A session appears in your access console. Click the Protocol Tunneling button to establish the connection.
If screen recording is enabled, a prompt appears, informing you that your desktop will be recorded. Click OK to continue. If you click Cancel, the Protocol Tunnel will not be created.
If screen recording is enabled, an indicator appears at the top of your session screen.
The Current Tunnels section displays current connections and their statuses. You also can view brief Network Statistics.
You can now open a third-party client to perform tasks on the remote system. Use the ports indicated to connect through the Jumpoint.
Stipulations to Correct Functioning
The Protocol Tunneling feature tunnels network traffic in a way that places some restrictions on how communication must occur between the user's system and the endpoint.
- All traffic must be TCP.
- No more than 256 simultaneous connections can be handled.
- All TCP connections must originate from the endpoint and must be accepted by the listening user's system. The application's protocol cannot require that the user's system make a separate connection back to the endpoint.

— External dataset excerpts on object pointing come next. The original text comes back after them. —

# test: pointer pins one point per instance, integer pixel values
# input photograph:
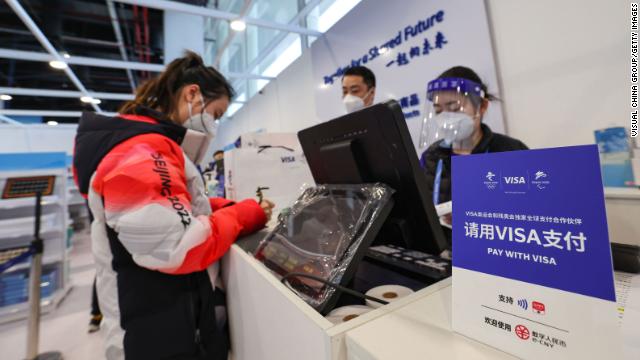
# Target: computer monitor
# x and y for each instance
(374, 145)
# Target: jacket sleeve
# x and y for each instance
(146, 201)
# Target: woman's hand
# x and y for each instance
(267, 206)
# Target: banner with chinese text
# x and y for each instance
(532, 270)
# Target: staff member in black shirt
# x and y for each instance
(456, 102)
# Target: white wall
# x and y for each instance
(563, 66)
(37, 138)
(285, 105)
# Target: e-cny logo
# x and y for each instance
(522, 332)
(538, 308)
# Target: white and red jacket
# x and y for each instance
(156, 238)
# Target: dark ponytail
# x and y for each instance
(161, 92)
(466, 73)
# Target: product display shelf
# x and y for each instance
(17, 219)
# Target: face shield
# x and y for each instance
(452, 107)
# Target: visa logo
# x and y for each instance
(514, 180)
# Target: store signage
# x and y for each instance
(532, 270)
(405, 44)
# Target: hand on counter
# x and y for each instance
(267, 206)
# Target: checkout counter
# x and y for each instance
(269, 321)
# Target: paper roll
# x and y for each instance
(346, 313)
(388, 293)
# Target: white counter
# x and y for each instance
(623, 214)
(420, 330)
(268, 321)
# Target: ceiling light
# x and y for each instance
(238, 25)
(90, 100)
(56, 64)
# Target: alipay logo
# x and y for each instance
(490, 182)
(541, 180)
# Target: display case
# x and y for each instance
(20, 172)
(269, 321)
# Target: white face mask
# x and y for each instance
(455, 126)
(203, 122)
(354, 103)
(201, 128)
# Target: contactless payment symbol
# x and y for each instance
(523, 303)
(522, 332)
(538, 308)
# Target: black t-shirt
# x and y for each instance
(490, 142)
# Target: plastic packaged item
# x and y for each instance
(325, 234)
(388, 293)
(343, 314)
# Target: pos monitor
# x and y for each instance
(374, 145)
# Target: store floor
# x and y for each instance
(65, 328)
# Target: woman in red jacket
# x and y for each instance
(156, 236)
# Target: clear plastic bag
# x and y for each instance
(322, 234)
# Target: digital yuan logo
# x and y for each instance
(538, 308)
(522, 332)
(523, 303)
(490, 182)
(541, 180)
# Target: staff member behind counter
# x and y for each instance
(456, 102)
(156, 237)
(358, 88)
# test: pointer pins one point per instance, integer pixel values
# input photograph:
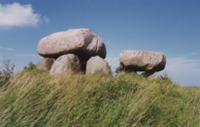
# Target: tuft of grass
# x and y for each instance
(33, 98)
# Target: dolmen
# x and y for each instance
(147, 61)
(73, 51)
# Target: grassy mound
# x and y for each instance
(33, 98)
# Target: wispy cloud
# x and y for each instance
(9, 49)
(28, 55)
(17, 15)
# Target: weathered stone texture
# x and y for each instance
(97, 65)
(66, 64)
(81, 42)
(45, 63)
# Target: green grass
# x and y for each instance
(33, 98)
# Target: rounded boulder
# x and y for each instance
(81, 42)
(97, 65)
(45, 63)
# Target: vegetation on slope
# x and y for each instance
(33, 98)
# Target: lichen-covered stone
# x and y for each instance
(97, 65)
(81, 42)
(45, 63)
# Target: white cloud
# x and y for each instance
(9, 49)
(28, 55)
(17, 15)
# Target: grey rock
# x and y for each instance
(81, 42)
(45, 63)
(152, 75)
(66, 64)
(135, 60)
(97, 65)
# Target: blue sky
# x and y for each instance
(171, 27)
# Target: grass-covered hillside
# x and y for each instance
(33, 98)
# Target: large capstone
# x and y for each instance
(135, 60)
(81, 42)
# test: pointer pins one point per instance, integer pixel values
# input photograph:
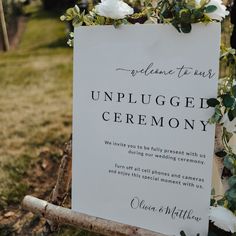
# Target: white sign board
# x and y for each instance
(142, 148)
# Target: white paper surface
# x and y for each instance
(142, 151)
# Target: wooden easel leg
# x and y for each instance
(63, 184)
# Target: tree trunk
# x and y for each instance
(62, 215)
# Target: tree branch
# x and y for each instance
(63, 215)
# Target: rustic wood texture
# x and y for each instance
(62, 187)
(61, 215)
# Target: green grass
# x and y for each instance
(35, 100)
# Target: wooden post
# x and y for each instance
(4, 28)
(63, 215)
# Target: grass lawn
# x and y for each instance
(35, 107)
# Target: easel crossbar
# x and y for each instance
(63, 215)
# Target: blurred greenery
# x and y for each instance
(35, 99)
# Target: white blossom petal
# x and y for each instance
(114, 9)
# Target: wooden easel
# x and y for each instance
(55, 214)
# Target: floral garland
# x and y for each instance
(182, 14)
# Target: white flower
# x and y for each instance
(220, 12)
(223, 218)
(115, 9)
(62, 18)
(229, 125)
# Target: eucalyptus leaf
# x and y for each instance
(185, 28)
(231, 115)
(232, 181)
(221, 153)
(182, 233)
(234, 91)
(231, 195)
(212, 102)
(229, 162)
(221, 202)
(228, 101)
(210, 8)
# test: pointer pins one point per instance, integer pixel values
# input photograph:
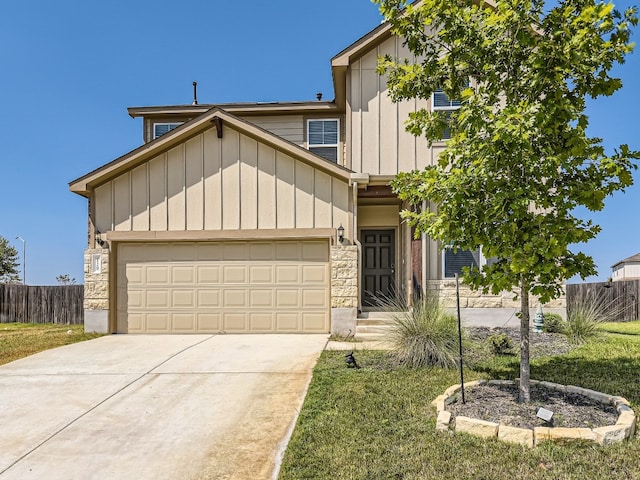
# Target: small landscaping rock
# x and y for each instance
(521, 436)
(479, 428)
(611, 434)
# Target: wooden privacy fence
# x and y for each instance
(55, 304)
(620, 299)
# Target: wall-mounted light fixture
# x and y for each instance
(99, 240)
(340, 233)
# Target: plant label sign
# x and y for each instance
(544, 414)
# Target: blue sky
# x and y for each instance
(71, 68)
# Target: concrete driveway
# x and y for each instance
(154, 407)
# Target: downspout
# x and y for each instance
(354, 236)
(424, 254)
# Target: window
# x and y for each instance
(440, 102)
(96, 263)
(322, 138)
(455, 260)
(160, 129)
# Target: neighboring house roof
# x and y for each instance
(631, 259)
(205, 121)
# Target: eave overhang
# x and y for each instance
(85, 184)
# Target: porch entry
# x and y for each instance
(378, 265)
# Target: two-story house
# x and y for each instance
(265, 217)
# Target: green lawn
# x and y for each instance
(18, 340)
(377, 422)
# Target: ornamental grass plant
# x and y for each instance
(423, 334)
(585, 315)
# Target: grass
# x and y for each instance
(19, 340)
(377, 422)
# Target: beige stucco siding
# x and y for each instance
(233, 183)
(376, 133)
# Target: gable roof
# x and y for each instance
(84, 185)
(631, 259)
(242, 108)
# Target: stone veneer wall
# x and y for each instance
(96, 291)
(344, 290)
(344, 276)
(446, 291)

- Any TCP connections that the endpoint is to make back to the user's system must be made over tunnels already defined within the Protocol Tunnel Jump Item properties.
- Operating systems typically disallow non-elevated processes from listening on ports less than 1024. Therefore, the local port must generally be greater than 1024. The endpoint software connects to the server by connecting to the local port on which the access console (a non-elevated process) is listening.
- The endpoint software cannot make connections to any system on the remote network other than the one specified in the Protocol Tunnel Jump Item properties.
- The protocol must be agnostic toward the hostname that the endpoint used to connect to the server. Otherwise, other means must be made to satisfy the protocol's requirements, such as mapping a hostname to 127.0.0.1 in the hosts file or applying special configuration to the endpoint client.
- If the tunnel definition has a local port that is different than the remote port (namely, when the local port must be greater than 1024 because the server's port is less than 1024), the protocol must be agnostic toward the port that the endpoint client used to connect to the server.
- Any protocol which goes beyond the case of making a single TCP connection from the endpoint client to the user's system requires the administrator's understanding their specific protocol and the stipulations listed above.